James Lichtenstein

Personal information
- Nationality: American
- Born: October 26, 1994 (age 31) Buffalo Grove, Illinois, U.S.

Sport
- Country: United States
- Sport: High diving
- Coached by: Steven LoBue

Medal record
Men's high diving
Representing the United States
World Championships
| Gold medal – first place | 2025 Singapore | Men |

= James Lichtenstein =

American high diver (born 1994)

James Lichtenstein (born October 26, 1994) is an American high diver. He won a gold medal at the 2025 World Aquatics Championships in high diving.

==Early life and education==
Lichtenstein was born to Mitch and Judy Lichtenstein, and has a sister, Jennifer. He attended Adlai E. Stevenson High School in Lincolnshire, Illinois, where he competed in both diving and track and field. He then attended the University of Notre Dame where he was a member of the diving team.

==Career==
Lichtenstein was invited to join the Red Bull Cliff Diving World Series in 2022. He made his World Aquatics Championships debut in 2023 and finished in seventh place in the high diving event with a score of 390.20.

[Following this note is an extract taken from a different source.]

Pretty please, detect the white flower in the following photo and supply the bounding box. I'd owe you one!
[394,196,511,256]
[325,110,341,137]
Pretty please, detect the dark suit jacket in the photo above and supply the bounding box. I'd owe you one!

He again competed at the 2024 World Aquatics Championships and finished in fourth place in the high diving event with a score of 376.60. He competed at the 2025 World Aquatics Championships and won a gold medal in the high diving event with a score of 428.90. He became the first American to win gold in the event since Steven LoBue in 2017. This was team USA's first gold medal of the 2025 World Aquatics Championships.